Sanremo 2026: L'Ariston celebra i campioni di Milano Cortina e omaggia il "faro" Pippo Baudo
Una conferenza stampa che unisce rivendicazione di autonomia, grandi stelle dello sport e la memoria storica della televisione italiana. Il Direttore Artistico Carlo Conti, affiancato da una Laura Pausini emozionata per il suo ritorno "a casa", ha tracciato la rotta della settantaseiesima edizione del Festival.
L'autonomia di Carlo Conti
Rispondendo alle sollecitazioni della stampa in merito alle etichette politiche, Carlo Conti ha chiarito con fermezza la sua posizione: «Io meloniano? No, sono un uomo libero». Una dichiarazione che blinda il Festival da ogni condizionamento, riaffermando la centralità dello spettacolo e della musica sopra ogni appartenenza.
Mercoledì: L'Ariston si tinge dei colori olimpici
Il Vicedirettore Intrattenimento Prime Time Rai, Claudio Fasulo, ha annunciato che la serata di mercoledì sarà un omaggio alle prossime Olimpiadi e Paralimpiadi di Milano Cortina 2026. Sul palco saliranno le leggende dello sport azzurro:
- Arianna Fontana, l'atleta più titolata della storia olimpica italiana;
- Francesca Lollobrigida e Lisa Vittozzi, simboli dell'eccellenza negli sport invernali;
- I campioni paralimpici Giacomo Bertagnolli (con Andrea Ravelli) e Giuliana Turra per il curling in carrozzina.

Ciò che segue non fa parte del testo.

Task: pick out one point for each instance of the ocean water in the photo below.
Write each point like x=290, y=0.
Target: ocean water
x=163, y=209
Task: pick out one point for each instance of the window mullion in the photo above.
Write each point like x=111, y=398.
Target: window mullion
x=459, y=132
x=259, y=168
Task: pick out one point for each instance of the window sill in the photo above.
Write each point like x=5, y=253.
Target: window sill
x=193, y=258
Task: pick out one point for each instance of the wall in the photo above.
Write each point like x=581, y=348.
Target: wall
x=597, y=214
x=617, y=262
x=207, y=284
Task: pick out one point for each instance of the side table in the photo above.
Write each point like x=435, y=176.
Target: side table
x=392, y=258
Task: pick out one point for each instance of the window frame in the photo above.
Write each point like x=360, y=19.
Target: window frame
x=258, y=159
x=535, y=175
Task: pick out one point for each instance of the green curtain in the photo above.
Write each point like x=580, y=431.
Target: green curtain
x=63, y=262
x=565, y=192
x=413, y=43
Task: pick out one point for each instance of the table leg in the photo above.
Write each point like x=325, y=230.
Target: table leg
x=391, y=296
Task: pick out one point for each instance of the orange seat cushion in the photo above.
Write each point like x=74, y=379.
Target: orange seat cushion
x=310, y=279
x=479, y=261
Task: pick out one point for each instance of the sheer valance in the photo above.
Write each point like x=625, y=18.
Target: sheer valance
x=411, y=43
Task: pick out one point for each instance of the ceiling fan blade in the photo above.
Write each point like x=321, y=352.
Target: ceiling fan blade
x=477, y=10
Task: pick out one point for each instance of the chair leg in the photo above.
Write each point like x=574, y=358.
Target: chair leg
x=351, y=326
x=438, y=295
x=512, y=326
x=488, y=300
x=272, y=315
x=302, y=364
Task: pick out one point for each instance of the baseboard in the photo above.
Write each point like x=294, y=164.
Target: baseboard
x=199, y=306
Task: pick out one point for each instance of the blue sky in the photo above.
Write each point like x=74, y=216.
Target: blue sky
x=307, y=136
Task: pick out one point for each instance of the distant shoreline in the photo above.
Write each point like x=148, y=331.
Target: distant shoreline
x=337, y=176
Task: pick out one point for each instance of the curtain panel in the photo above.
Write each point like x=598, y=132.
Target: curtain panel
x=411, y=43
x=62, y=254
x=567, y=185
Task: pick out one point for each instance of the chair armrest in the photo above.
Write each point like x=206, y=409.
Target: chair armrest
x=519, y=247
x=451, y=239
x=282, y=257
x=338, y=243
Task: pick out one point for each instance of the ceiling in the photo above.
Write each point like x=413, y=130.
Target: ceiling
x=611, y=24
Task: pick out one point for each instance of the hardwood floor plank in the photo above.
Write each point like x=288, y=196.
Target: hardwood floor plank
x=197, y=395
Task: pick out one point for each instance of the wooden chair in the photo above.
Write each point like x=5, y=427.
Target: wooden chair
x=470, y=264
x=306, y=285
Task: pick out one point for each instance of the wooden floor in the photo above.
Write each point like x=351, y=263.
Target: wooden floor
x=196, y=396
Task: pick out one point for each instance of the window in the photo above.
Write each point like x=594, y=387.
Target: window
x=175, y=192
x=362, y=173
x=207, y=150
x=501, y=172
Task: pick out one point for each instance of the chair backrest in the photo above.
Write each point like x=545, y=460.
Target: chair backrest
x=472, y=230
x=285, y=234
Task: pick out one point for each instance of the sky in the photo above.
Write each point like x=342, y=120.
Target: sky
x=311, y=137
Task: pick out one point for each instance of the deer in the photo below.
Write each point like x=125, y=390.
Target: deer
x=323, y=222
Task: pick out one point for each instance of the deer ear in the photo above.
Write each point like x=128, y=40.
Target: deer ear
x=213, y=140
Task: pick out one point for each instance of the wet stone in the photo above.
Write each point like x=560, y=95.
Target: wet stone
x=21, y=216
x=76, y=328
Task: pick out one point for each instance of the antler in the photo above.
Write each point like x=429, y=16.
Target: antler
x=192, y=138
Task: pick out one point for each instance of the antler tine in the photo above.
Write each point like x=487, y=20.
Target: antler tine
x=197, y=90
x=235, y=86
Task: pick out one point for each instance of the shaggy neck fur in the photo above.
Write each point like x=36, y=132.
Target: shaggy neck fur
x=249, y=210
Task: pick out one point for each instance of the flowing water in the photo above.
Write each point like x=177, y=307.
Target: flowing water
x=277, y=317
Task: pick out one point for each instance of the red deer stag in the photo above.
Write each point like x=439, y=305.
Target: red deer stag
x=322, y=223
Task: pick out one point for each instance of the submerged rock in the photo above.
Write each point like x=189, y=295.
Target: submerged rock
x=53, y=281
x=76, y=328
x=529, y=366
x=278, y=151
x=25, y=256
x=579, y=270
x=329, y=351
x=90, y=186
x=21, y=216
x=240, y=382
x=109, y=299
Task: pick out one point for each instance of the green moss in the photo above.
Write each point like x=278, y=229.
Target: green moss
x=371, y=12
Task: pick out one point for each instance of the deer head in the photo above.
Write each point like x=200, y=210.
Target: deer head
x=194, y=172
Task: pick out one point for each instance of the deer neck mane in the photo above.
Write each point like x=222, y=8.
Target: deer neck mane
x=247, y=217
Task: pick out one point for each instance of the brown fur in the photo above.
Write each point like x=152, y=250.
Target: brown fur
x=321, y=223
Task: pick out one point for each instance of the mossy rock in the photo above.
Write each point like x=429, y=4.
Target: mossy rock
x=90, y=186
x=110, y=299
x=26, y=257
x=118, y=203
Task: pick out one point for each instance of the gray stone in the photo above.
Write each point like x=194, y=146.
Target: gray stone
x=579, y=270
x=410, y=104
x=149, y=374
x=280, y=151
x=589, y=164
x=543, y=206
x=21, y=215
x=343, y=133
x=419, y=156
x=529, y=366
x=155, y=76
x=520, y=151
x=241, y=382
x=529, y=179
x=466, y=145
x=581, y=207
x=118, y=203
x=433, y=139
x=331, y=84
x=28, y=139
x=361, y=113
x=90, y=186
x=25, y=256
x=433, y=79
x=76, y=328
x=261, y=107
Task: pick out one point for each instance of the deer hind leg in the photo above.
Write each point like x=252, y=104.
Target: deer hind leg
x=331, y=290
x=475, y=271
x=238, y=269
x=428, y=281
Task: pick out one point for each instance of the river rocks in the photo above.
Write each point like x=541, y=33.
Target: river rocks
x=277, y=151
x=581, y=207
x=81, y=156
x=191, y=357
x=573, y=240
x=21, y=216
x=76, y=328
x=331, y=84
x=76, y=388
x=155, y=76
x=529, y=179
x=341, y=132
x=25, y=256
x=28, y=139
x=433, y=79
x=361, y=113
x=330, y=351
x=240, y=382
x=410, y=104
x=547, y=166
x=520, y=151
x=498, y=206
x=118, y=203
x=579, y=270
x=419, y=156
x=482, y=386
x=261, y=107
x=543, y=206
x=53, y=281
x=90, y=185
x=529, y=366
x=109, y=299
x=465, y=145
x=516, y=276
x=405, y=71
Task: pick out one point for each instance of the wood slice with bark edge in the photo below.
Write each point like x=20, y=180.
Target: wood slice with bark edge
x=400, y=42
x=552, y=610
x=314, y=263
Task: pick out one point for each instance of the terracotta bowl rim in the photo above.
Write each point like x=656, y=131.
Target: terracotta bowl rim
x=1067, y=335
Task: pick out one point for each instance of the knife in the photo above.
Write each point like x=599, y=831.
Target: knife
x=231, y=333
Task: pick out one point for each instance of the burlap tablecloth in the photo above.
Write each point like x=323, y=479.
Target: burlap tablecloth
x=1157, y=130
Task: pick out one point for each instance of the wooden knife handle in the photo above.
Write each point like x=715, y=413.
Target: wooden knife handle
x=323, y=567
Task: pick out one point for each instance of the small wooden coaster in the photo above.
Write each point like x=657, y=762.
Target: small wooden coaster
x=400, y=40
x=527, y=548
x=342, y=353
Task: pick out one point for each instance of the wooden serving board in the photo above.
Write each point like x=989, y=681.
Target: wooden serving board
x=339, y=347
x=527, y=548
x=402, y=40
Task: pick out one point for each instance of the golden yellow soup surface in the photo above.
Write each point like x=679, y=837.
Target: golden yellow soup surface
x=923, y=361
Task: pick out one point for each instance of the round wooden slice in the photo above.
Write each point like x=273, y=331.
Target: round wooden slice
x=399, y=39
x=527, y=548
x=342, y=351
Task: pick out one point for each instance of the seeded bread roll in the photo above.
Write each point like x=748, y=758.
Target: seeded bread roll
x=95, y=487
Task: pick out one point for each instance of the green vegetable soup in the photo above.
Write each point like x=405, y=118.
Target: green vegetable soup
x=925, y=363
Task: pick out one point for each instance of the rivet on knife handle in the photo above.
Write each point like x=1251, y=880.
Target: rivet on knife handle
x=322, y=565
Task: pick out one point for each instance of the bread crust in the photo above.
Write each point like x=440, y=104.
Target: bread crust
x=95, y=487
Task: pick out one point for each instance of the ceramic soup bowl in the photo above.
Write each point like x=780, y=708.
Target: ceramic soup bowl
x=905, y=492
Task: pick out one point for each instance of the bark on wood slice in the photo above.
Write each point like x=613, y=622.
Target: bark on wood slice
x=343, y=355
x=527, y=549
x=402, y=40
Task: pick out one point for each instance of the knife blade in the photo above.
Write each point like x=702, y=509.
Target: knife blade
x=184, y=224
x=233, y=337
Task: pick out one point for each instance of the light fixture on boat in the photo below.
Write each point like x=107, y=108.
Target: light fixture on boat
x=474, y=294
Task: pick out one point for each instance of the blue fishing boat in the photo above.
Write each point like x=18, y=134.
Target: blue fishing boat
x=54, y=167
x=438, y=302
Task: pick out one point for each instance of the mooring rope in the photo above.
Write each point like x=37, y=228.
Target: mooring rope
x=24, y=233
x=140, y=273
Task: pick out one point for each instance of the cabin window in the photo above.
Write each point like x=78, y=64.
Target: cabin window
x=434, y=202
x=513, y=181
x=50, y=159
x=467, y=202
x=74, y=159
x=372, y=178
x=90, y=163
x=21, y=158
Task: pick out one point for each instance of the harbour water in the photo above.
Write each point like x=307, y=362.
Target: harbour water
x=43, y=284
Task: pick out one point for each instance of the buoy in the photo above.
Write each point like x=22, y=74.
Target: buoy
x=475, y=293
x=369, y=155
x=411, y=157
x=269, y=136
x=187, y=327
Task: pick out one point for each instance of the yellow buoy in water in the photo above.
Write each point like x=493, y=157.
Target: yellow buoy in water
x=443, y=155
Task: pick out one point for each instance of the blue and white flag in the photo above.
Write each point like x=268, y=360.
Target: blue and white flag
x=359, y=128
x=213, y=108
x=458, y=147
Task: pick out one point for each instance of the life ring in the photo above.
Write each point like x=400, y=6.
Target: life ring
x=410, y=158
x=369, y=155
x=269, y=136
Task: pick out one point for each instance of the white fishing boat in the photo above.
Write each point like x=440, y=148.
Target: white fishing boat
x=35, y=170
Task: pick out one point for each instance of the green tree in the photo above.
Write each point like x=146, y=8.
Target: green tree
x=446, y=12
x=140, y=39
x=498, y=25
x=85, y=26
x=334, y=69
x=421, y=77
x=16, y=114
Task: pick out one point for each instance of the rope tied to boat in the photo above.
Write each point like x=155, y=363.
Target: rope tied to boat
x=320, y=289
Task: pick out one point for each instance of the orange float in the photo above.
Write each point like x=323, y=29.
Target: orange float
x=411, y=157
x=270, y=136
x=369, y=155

Il tributo a Pippo Baudo: «Il mio Festival è Baudiano»
Il momento di massima commozione è stato il ricordo di Pippo Baudo, scomparso lo scorso agosto. Conti ha annunciato che il Festival sarà interamente dedicato a lui: «È doveroso dedicarlo a Pippo, un maestro e un faro. Ho voluto intitolargli il camerino e ringrazio la famiglia Vacchino per avergli dedicato il quaderno dell’Ariston».
Anche Laura Pausini ha condiviso un retroscena privato: «Quando ero indecisa se accettare la co-conduzione, ho chiamato Pippo. Mi disse: 'Laura, sei pronta da un po', cosa aspetti?'. Sento la sua presenza forte qui con noi».
Sanremo: Una cittadinanza onoraria
Tra aneddoti e ricordi, Conti e Pausini hanno ribadito il legame viscerale con la città dei fiori. «Sia io che Amadeus ormai ci aspettiamo la cittadinanza onoraria», ha scherzato Conti, mentre Laura Pausini ha ricordato con tenerezza il suo debutto del 1993, sottolineando come l'Ariston sia per lei, a tutti gli effetti, una seconda casa.